Crypting UserIdTable

[neoxed]

The module system was never really documented, just a few dated (mostly vague) threads. Even if one managed to write a module, encrypting the UserIdTable would end up being more of a nuisance in the long run.

For example, if the user names were encrypted with symmetric cipher you would need an encryption key. This introduces new problems, where will the key be stored? If the key is defined in the ioFTPD.ini, all the intruder has to do is grab the key along with the UserIdTable to decrypt it. Alternatively, you could have ioFTPD prompt you for the key on start-up, but this destroys the purpose of a daemon (a background task that does not require user interaction).

Now, if one took the time to develop a realistic threat model, encrypting user names would be the least of your worries. Think about all the other points of entry and threats (e.g. uneducated and untrustworthy users).

In my opinion, Harm's idea (using NTFS’s encryption and ACL functionality) is probably sufficient.

[_panic_]

Quote:

Originally Posted by neoxed

In my opinion, Harm's idea (using NTFS’s encryption and ACL functionality) is probably sufficient.

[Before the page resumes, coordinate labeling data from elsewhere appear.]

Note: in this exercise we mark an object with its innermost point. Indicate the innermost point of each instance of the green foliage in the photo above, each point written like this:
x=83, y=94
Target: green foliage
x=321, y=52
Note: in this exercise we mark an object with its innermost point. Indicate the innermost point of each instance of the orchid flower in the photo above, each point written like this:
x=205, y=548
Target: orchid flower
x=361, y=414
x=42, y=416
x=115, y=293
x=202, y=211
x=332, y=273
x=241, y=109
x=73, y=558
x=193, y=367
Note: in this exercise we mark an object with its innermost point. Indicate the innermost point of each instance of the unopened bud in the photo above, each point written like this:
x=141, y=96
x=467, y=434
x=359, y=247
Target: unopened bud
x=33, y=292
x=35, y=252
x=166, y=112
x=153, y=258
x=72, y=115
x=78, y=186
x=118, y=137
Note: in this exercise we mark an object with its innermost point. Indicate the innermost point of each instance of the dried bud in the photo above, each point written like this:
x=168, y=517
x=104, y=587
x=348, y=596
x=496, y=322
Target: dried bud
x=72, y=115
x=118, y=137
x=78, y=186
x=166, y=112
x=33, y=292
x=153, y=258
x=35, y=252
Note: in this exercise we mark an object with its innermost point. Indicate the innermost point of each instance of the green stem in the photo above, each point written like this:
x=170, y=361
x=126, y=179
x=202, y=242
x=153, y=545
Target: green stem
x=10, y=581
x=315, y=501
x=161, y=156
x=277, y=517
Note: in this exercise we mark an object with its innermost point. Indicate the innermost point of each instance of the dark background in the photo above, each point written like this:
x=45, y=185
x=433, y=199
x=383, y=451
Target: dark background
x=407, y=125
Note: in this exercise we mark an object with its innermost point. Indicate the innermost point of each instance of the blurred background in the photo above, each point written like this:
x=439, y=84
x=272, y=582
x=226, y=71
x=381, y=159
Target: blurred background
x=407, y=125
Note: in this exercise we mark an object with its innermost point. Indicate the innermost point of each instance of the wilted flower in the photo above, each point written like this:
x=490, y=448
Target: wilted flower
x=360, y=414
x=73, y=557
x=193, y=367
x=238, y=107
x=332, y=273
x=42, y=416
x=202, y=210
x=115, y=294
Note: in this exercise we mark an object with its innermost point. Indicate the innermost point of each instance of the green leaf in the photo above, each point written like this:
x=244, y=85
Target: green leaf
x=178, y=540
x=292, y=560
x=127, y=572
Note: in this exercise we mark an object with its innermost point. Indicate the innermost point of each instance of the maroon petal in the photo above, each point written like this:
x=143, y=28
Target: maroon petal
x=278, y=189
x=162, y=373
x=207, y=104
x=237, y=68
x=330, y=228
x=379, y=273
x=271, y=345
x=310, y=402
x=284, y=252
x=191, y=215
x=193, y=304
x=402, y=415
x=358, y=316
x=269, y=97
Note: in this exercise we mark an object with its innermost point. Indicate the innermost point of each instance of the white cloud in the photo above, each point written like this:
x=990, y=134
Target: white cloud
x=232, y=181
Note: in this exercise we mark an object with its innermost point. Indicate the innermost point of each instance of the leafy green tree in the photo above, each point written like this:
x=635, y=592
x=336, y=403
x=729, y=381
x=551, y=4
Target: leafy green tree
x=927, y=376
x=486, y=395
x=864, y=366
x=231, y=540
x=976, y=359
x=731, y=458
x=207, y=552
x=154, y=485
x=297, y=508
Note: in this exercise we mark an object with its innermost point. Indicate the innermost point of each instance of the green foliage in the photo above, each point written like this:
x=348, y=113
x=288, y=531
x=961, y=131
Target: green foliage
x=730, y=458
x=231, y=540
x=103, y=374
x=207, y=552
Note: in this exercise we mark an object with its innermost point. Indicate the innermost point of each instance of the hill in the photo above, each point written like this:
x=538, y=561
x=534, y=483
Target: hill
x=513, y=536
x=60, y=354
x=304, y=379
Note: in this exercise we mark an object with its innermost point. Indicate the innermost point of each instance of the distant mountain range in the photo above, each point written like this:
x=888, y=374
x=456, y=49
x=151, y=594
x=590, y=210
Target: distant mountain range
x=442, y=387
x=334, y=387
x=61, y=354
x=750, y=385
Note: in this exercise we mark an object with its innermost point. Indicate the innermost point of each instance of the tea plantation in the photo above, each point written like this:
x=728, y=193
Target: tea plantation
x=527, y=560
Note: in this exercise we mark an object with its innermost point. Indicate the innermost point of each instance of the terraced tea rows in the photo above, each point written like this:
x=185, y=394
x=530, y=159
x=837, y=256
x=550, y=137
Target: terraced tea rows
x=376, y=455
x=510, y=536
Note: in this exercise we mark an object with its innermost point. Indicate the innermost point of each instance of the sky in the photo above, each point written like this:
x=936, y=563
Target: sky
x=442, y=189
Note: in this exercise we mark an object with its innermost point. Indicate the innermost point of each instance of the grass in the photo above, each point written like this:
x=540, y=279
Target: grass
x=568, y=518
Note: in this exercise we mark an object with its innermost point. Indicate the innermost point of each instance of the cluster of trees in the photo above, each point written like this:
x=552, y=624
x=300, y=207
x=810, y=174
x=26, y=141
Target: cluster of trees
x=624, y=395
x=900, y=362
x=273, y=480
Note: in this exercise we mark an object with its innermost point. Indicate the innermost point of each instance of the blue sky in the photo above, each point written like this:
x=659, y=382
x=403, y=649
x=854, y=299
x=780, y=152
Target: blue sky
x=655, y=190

your point about encrypting the on-disk userfile as being a nuisance (or just futile) are true. i made the mistake of ignoring the advice "just because you can, doesn't mean you should." which does apply in this case.

in fact, you don't even need to attack the encryption itself, as you could use a debugger to watch the calls between ioftpd and the UserModule, which would give you complete access to the information as soon as ioftpd initialized.

regardless, i think the ability to write a UserModule hook, regardless of the utility for this particular case, is good information to have. the example on this thread of ioShareDB being a perfect example of something that would never be in core ioftpd but could still be useful nonetheless.